An analogy commonly used to explain the concept of a sonic boom is that of waves in water. Toss a pebble into a pond and you see small waves in the form of ripples. Sail a boat at slow speed in a river and the waves it generates will spread out in front and behind. As the boat moves ahead, each wave in front will move out of the way. But when a ship sails at a speed faster than the waves themselves, it keeps generating new waves that will reach waves farther ahead before those can get out of the way. A number of waves thus combine to form a single large wave, which we know as a wake.

An aircraft similarly creates sound waves in the air it travels through. Much like the ripples in the water, sound waves already created usually have time to move out of the way of waves formed subsequently. Except when the aircraft is travelling faster than the speed of sound (taken as 343 m/sec or 1234 km/hr). When the aircraft is supersonic, it causes sound pressure waves to radiate outward much faster than they can move out of the way. The motion of the aircraft crowds the waves together, their merger creating a powerful shock wave from which a huge sound is released. That is the sonic boom.

The boom is not heard everywhere in the vicinity. The sound pressure is released through an imaginary cone extending downward from the aircraft’s nose. Suppose you are on the ground when a supersonic aircraft flies overhead. Initially, you hear nothing because the aircraft is travelling faster than the sound it is generating. After it has travelled some distance ahead, the sound pressure cone reaches you, and you hear the sonic boom.

Mitigating the boom

 

Theoretically, there can be several approaches for suppressing the sonic booms. A key aspect is the shape, of the aircraft as well as the waves it produces. Experiments in this field started as early as 2003 when a government-NASA-industry collaboration flew a US Navy F-5E plane with a modified nose. The focus at that time was on business jets.

The experiment was not really quiet, science writer Tony Feder said in a 2007 article in Physics Today, but it did match predictions of reduced sound. Feder quoted Lockheed Martin engineer John Morgenstern as saying “It’s difficult to get rid of the sonic boom… What we do is change the shape of the waveform to make it far less audible.”

Victor Sparrow, an acoustical physicist at Pennsylvania State University, told Feder: “How do we shape the airplane to have a number of smaller shocks instead of one larger one? The idea is to delay the coalescing of the little shock waves into [a larger] wave.”

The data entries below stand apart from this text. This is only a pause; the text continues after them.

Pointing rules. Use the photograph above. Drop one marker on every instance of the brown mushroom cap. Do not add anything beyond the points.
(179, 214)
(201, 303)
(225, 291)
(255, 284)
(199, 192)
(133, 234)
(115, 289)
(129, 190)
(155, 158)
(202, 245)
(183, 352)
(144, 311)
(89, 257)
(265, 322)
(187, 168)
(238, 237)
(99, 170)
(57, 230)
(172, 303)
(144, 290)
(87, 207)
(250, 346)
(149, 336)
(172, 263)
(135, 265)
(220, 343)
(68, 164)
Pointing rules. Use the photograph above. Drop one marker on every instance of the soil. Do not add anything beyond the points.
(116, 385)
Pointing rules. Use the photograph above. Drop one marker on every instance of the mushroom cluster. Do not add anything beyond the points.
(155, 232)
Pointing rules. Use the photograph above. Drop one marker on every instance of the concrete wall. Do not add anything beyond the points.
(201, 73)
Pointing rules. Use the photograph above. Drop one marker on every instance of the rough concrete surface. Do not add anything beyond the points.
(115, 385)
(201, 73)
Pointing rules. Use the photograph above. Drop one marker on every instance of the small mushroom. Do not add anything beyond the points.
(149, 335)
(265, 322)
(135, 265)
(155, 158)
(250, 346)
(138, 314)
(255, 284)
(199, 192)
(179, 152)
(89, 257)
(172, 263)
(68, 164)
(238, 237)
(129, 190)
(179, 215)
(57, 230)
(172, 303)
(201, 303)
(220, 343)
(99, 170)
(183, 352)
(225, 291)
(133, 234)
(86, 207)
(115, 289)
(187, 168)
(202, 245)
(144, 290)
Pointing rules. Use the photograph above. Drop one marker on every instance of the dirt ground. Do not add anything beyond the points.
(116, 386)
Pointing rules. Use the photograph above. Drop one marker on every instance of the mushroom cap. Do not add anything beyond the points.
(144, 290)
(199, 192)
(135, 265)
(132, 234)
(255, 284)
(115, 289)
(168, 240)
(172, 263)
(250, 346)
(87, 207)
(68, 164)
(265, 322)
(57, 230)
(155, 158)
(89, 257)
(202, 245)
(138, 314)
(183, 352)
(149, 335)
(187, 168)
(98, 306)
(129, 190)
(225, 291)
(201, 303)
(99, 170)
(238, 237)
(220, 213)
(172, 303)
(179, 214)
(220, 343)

Those challenges are addressed with computations using fluid dynamics, various design modifications, and practical validation. On the X-59, the wing is specially designed to enable it to interact with other features of the aircraft, such as its long nose and top-mounted engine. This helps control the location and strength of shockwaves, NASA said in 2019. Flight tests began in 2022.

The road ahead

 

In a statement in January 2022, NASA expressed the hope that the ban on commercial supersonic flight over land can be lifted once the loud sonic boom is replaced with a softer sonic “thump”. The X-59 is expected to fly at 925 mph (nearly 1500 kph) while generating that thump.

Now unveiled, the X-59 has been designed to provide data to show that the boom has indeed become a thump. NASA will survey what people hear when the aircraft flies overhead. Public reaction will be shared with regulators so that they can consider lifting the ban on supersonic flight over land.

Kabir Firaque is the puzzles editor of Hindustan Times. His column, Weird Science, tackles a range of subjects from the history of inventions and discoveries to science that sounds fictional, but it isn’t.